There are other, more practical issues of utility that are considered in Canadian Case Law. One is the trial of Noranda Mines v Mineral Separations. Noranda Mines patented a process for purifying minerals during mining. However in the patent they claimed a whole family of chemicals was useful for the purposes of the patent. In reality, while some members of the chemical family where indeed useful, others were useless. Since the patent didn’t describe specifically what chemicals of the family are to be used, the patent was invalidated. A contrasting example to this is the case of Burton Parsons v Hewlett Packard in which Burton Parsons made a similarly broad claim for a variety of compounds to be used for placing electrodes to skin. Burton Parsons, however, did not get their patent invalidated. Although within the claim fell compounds that were not useful for placing on skin, the claim had restricted itself by stating at the beginning that the chemical chosen had to be “compatible with normal skin”. This saved the Burton Parsons Patent.
Patentable subject matter
As we said in the beginning, an invention must be:
“any new and useful art, process, machine, manufacture or composition of matter, or any new and useful improvement in any art, process, machine, manufacture, or composition of matter”.

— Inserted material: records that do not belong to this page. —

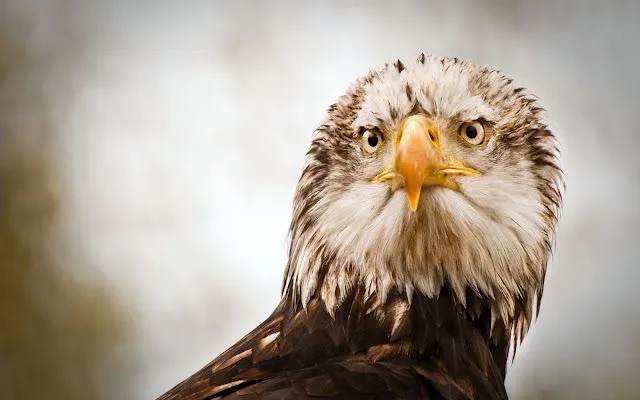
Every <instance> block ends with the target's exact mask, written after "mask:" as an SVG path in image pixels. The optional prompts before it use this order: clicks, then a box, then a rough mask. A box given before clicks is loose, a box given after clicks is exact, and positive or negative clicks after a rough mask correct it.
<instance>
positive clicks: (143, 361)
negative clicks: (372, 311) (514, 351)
mask: <svg viewBox="0 0 640 400" xmlns="http://www.w3.org/2000/svg"><path fill="white" fill-rule="evenodd" d="M639 17H640V3H639V2H636V1H627V2H625V1H609V2H604V1H581V0H562V1H552V0H545V1H527V0H524V1H507V0H482V1H449V2H436V1H431V2H430V1H420V2H418V1H413V2H410V1H398V2H388V1H387V2H373V1H366V2H365V1H360V2H341V1H326V2H303V1H294V0H291V1H270V2H257V1H239V0H235V1H227V2H215V1H206V2H205V1H191V0H189V1H176V2H173V3H170V2H165V1H151V0H149V1H125V0H103V1H99V0H85V1H79V0H78V1H72V0H49V1H45V0H1V1H0V398H2V399H8V400H11V399H16V400H26V399H53V400H58V399H70V400H74V399H152V398H155V396H157V395H159V394H161V393H162V392H164V391H165V390H167V389H168V388H170V387H171V386H173V385H174V384H175V383H177V382H178V381H179V380H181V379H182V378H184V377H186V376H187V375H189V374H190V373H191V372H194V371H195V370H197V369H198V368H200V367H201V366H202V365H204V364H205V363H206V362H208V361H209V360H210V359H212V358H213V357H214V356H216V355H217V354H218V353H219V352H221V351H222V350H224V349H225V348H226V347H227V346H229V345H231V344H232V343H233V342H234V341H235V340H236V339H238V338H239V337H240V336H242V335H243V334H244V333H246V332H247V331H248V330H250V329H251V328H253V327H254V326H255V325H256V324H257V323H259V322H261V320H262V319H263V318H264V317H266V316H267V315H268V314H269V313H270V312H271V310H272V309H273V307H274V305H275V304H276V302H277V300H278V296H279V290H280V280H281V275H282V270H283V266H284V261H285V235H286V230H287V226H288V223H289V217H290V211H291V200H292V196H293V190H294V186H295V184H296V181H297V178H298V174H299V172H300V170H301V167H302V165H303V162H304V153H305V151H306V148H307V145H308V141H309V137H310V135H311V133H312V131H313V130H314V128H315V127H316V125H317V124H318V123H319V121H320V120H321V119H322V117H323V114H324V110H325V109H326V108H327V106H328V105H329V104H330V103H331V102H333V101H334V100H335V99H336V98H337V97H338V96H339V95H340V94H341V93H342V91H343V90H344V89H345V88H346V86H347V85H348V84H349V83H350V82H351V81H353V80H354V79H355V78H356V77H357V76H359V75H361V74H363V73H365V72H366V71H368V70H369V69H370V68H372V67H376V66H380V65H381V64H383V63H384V62H387V61H393V60H395V59H396V58H403V59H409V58H413V57H416V56H417V54H419V53H420V52H422V51H424V52H428V53H435V54H439V55H454V56H459V57H464V58H470V59H473V60H475V61H477V62H479V63H482V64H487V65H490V66H493V67H495V68H498V69H500V70H502V71H503V72H504V73H506V74H508V75H510V76H512V77H514V78H516V80H517V82H518V83H519V84H521V85H523V86H525V87H528V88H530V89H531V90H532V91H534V92H535V93H536V94H537V95H538V96H539V97H540V98H541V101H542V102H543V104H544V105H545V106H546V108H547V110H548V115H549V120H550V122H551V125H552V127H553V129H554V130H555V132H556V133H557V135H558V137H559V139H560V141H561V144H562V149H563V156H562V163H563V166H564V168H565V170H566V180H567V193H566V203H565V209H564V214H563V218H562V221H561V227H560V232H559V236H558V240H557V251H556V255H555V257H554V259H553V263H552V265H551V267H550V270H549V274H548V278H547V286H546V291H545V297H544V300H543V304H542V310H541V315H540V318H539V319H538V321H537V323H536V324H535V325H534V327H533V329H532V330H531V331H530V334H529V336H528V337H527V339H526V340H525V342H524V345H523V346H522V347H521V349H520V350H519V352H518V354H517V356H516V358H515V362H514V363H513V365H510V366H509V373H508V379H507V385H508V389H509V393H510V395H511V396H512V398H513V399H625V398H631V397H634V396H640V305H638V287H639V285H640V241H639V239H638V236H637V235H636V232H637V230H638V226H640V157H639V156H638V151H639V143H640V140H639V136H638V135H639V134H640V132H639V128H638V127H639V126H640V113H639V112H638V110H639V109H640V83H639V80H640V78H639V75H638V72H637V71H638V62H640V54H639V51H638V48H639V47H638V40H639V38H640V29H639V27H638V23H637V21H638V18H639Z"/></svg>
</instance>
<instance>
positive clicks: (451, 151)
mask: <svg viewBox="0 0 640 400" xmlns="http://www.w3.org/2000/svg"><path fill="white" fill-rule="evenodd" d="M563 188H564V181H563V177H562V171H561V168H560V167H559V162H558V147H557V142H556V140H555V138H554V135H553V134H552V133H551V131H550V129H549V128H548V126H547V125H546V123H545V122H544V121H543V109H542V108H541V107H540V106H539V105H538V101H537V100H536V99H535V98H534V97H533V96H532V95H531V94H528V93H527V92H526V91H525V90H523V89H522V88H520V87H517V86H515V85H513V84H512V80H511V79H508V78H506V77H504V76H503V75H502V74H501V73H499V72H497V71H494V70H491V69H489V68H486V67H480V66H477V65H475V64H473V63H471V62H468V61H463V60H460V59H457V58H439V57H435V56H425V55H424V54H421V55H420V56H419V57H418V58H417V60H415V61H413V62H411V63H409V62H407V63H406V64H405V63H402V62H401V61H400V60H398V61H397V62H395V63H392V64H386V65H385V66H384V67H382V68H380V69H377V70H373V71H371V72H369V73H368V74H367V75H365V76H363V77H361V78H359V79H358V80H357V81H356V82H355V83H354V84H352V86H351V87H350V88H349V89H348V90H347V92H346V93H345V94H344V95H343V96H341V97H340V98H339V99H338V101H337V102H336V103H335V104H333V105H331V106H330V107H329V109H328V111H327V116H326V118H325V120H324V121H323V122H322V123H321V125H320V126H319V127H318V128H317V130H316V131H315V133H314V135H313V137H312V141H311V146H310V149H309V151H308V153H307V160H306V164H305V166H304V170H303V171H302V176H301V178H300V180H299V183H298V186H297V189H296V194H295V201H294V209H293V217H292V222H291V227H290V234H289V253H288V261H287V265H286V270H285V274H284V283H283V289H282V297H281V301H280V303H279V304H278V305H277V307H276V309H275V311H274V312H273V314H272V315H271V316H270V317H269V318H267V320H266V321H264V322H263V323H262V324H261V325H259V326H258V327H257V328H255V329H254V330H253V331H252V332H251V333H249V334H248V335H246V336H245V337H244V338H242V339H241V340H240V341H239V342H237V343H236V344H235V345H234V346H232V347H231V348H229V349H228V350H227V351H225V352H224V353H222V354H221V355H220V356H219V357H218V358H216V359H215V360H213V361H212V362H210V363H209V364H207V365H206V366H205V367H203V368H202V369H201V370H200V371H198V372H196V373H195V374H194V375H192V376H191V377H189V378H187V379H186V380H184V381H183V382H182V383H180V384H178V385H177V386H175V387H174V388H173V389H171V390H170V391H169V392H167V393H166V394H164V395H163V396H161V397H160V399H161V400H169V399H172V400H177V399H181V400H204V399H310V398H332V399H393V398H402V399H409V398H423V399H506V398H507V393H506V390H505V386H504V379H505V370H506V364H507V361H508V358H509V347H510V345H511V344H514V345H517V344H518V343H519V342H520V341H521V340H522V338H523V337H524V335H525V334H526V332H527V330H528V328H529V325H530V323H531V321H532V319H533V318H534V316H535V315H536V314H537V311H536V313H534V309H536V308H539V305H540V298H541V296H542V289H543V285H544V277H545V271H546V267H547V263H548V261H549V258H550V255H551V252H552V248H553V242H554V237H555V231H556V225H557V221H558V217H559V213H560V208H561V201H562V192H563ZM512 342H513V343H512Z"/></svg>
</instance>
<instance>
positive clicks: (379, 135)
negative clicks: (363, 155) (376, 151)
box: [362, 129, 382, 154]
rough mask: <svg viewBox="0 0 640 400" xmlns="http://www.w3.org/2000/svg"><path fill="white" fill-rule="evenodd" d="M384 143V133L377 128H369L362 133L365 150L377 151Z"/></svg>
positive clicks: (362, 147) (374, 151) (370, 151)
mask: <svg viewBox="0 0 640 400" xmlns="http://www.w3.org/2000/svg"><path fill="white" fill-rule="evenodd" d="M381 145H382V135H381V134H380V132H378V131H377V130H375V129H367V130H365V131H364V133H363V134H362V148H363V150H364V151H365V152H367V153H369V154H372V153H375V152H376V150H378V148H380V146H381Z"/></svg>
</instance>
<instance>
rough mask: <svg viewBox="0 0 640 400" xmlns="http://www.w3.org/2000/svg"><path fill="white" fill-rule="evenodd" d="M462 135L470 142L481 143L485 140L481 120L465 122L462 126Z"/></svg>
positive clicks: (460, 133)
mask: <svg viewBox="0 0 640 400" xmlns="http://www.w3.org/2000/svg"><path fill="white" fill-rule="evenodd" d="M460 136H462V138H463V139H464V140H465V141H466V142H467V143H469V144H472V145H475V146H477V145H480V144H482V143H483V142H484V126H482V123H480V122H479V121H473V122H465V123H464V124H462V125H461V126H460Z"/></svg>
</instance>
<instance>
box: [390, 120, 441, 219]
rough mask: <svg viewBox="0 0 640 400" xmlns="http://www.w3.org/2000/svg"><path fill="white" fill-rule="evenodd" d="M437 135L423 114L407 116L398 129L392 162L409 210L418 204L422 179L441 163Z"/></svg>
mask: <svg viewBox="0 0 640 400" xmlns="http://www.w3.org/2000/svg"><path fill="white" fill-rule="evenodd" d="M439 137H440V132H439V131H438V128H437V127H436V126H435V124H434V123H433V121H431V120H430V119H428V118H427V117H425V116H423V115H414V116H411V117H409V118H407V120H406V121H404V123H403V124H402V127H401V129H400V132H398V137H397V139H396V143H397V145H396V152H395V161H394V166H395V170H396V172H397V173H399V174H400V175H401V176H402V178H403V181H404V191H405V193H406V195H407V200H408V201H409V208H411V211H415V210H416V209H417V208H418V202H419V201H420V193H421V192H422V185H423V184H424V183H425V180H427V178H428V177H431V176H433V175H434V174H435V173H436V172H437V169H438V168H439V167H441V166H442V164H443V163H442V160H441V157H440V153H439V151H438V147H437V146H438V140H439Z"/></svg>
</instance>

Although this definition is very broad, there is a limitation that is also written in the Patent Act that states in Section 27 (8):
“No patent shall be granted for any mere scientific principle or abstract theorem”
Therefore at present patents for computer programs are not theoretically allowable in Canada. However, several such patents have been issued. The key is that if a patent uses a computer program to interface with a physical object, then it is usually allowed. This is in stark contrast to the United States where patents on computer programs have been allowed since the historical decision allowing such patents in State Street v Signature Financial. Canada only has 1 case in which software was the subject matter. In Schulmberger v Canada, the Commissioner refused the patent, and the Court supported this refusal since the task that the patent was trying to cover could have been also performed by a human.
In terms of biotechnology, Canada has recently (December 2002) decided at the Supreme Court Level that higher life forms such as the Harvard Oncomouse (a mouse genetically engineered with a predisposition to cancer) are not patentable subject matter. This is different than other countries such as Japan, USA, and Europe which have allowed such patents. In Canada, products of microorganisms, the microorganisms themselves, and mammalian cells growing in tissue culture are patentable.